His solo work will always be remembered for two of the greatest all time pop classics in Walk on the Wild Side and Perfect Day though he was never a pop artist. Reed was always selfish in his work, only writing for himself. He would frequently disregard the desires of critics, fans and record labels. Berlin was hardly the pop follow up to Transformer that was anticipated at the time but it’s rediscovery as a forgotten great this last decade has cemented Reed’s legacy as a timeless songwriter. For better or worse, he was always original (at least that’s a way to excuse Metal Machine Music).

Reed’s death has impacted the music community unlike many others before him. Once they survive past 27, these rock legends seem like almost eternal figures, a continual reference point for generation after generation.

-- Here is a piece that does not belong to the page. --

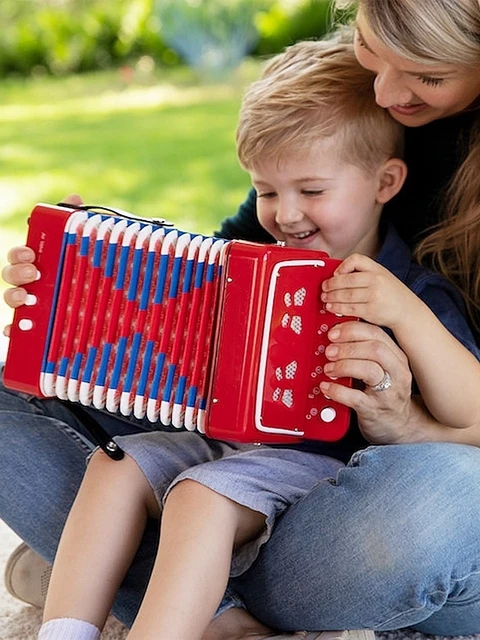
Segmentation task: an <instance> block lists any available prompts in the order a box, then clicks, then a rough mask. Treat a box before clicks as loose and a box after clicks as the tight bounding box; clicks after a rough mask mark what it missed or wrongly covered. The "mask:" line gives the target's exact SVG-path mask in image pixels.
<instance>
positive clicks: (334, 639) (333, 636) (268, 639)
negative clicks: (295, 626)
mask: <svg viewBox="0 0 480 640" xmlns="http://www.w3.org/2000/svg"><path fill="white" fill-rule="evenodd" d="M265 640H375V634H374V632H373V631H369V630H367V629H359V630H358V631H310V632H309V631H297V632H296V633H282V634H280V635H277V636H267V637H266V638H265Z"/></svg>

No one saw one of alternative culture’s corner stones being removed so suddenly. After years shaping alternative culture whilst remaining so enigmatic, it’s strange to think that Reed was mortal after all. It even casts into doubt the other worldly magic of his surviving contemporaries, and who could ever replace such figures as Reed, Dylan and Bowie. If Reed started an alternative revolution, perhaps his death also symbolises its end.

In tribute to Reed, Morrissey wrote that “his music will outlive time itself”, it had started to feel that rock’s ultimate survivor would do too.